Artan Mërgjyshi

Personal information
- Date of birth: 6 May 1968 (age 57)
- Place of birth: Tirana, PR Albania
- Height: 1.81 m (5 ft 11 in)
- Position(s): Defender

Youth career
- Partizani

Senior career*
- Years: Team / Apps / (Gls)
- 1988–1990: Korabi
- 1992–2000: Partizani
- 2000–2001: Dinamo Tirana / 8 / (0)
- 2001–2002: Erzeni / 11 / (0)
- 2002–2003: Besa / 23 / (2)
- 2003–2004: Apolonia / 6 / (0)

International career
- 1996: Albania / 1 / (0)

Managerial career
- 2008–2011: Dinamo Tirana (assistant)
- 2011: Dinamo Tirana
- 2011–2012: Dinamo Tirana
- 2012: Kastrioti
- 2013–2014: Besa
- 2015–2016: Apolonia
- 2016: Korabi
- 2017–2018: Bylis
- 2018: Laçi
- 2019–2020: Apolonia
- 2022-2023: Vora
- 2024–: Apolonia

= Artan Mërgjyshi =

Albanian footballer and coach

Artan Mërgjyshi (born 6 May 1968) is an Albanian professional football coach and former player.

During his playing career, he enjoyed his best years with Partizani, while also having stints with Dinamo Tirana, Erzeni, Besa and Apolonia.
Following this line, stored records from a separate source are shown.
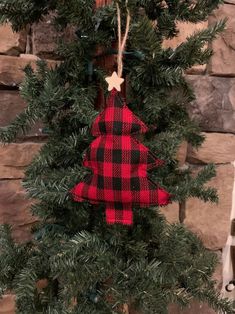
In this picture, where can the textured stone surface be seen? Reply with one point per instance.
(171, 212)
(222, 61)
(14, 209)
(15, 157)
(211, 221)
(194, 308)
(214, 107)
(7, 304)
(11, 104)
(45, 37)
(11, 43)
(186, 30)
(217, 148)
(11, 69)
He has been a former Albanian international, making one senior appearance in 1996.

==International career==
Mërgjyshi has only one cap with Albania. He played his first and only match with Red and Blacks on 24 April 1996 against the newest national team of Bosnia and Herzegovina, playing full-90 minutes in a goalless draw.

==Managerial career==
In January 2015, Mërgjyshi was appointed as manager of struggling Apolonia with the only goal to avoid the team's relegation in Kategoria e Parë. Apolonia, however, was relegated one division lower after losing 1–0 at Niko Dovana Stadium against the survival rivals of Teuta in the penultimate week of the 2014–15 season.

On 7 August 2018, Mërgjyshi was named the new manager of Laçi, replacing Besnik Prenga. In December 2018 he was replaced by Migen Memelli. In the summer of 2019 he was reappointed manager of Apolonia.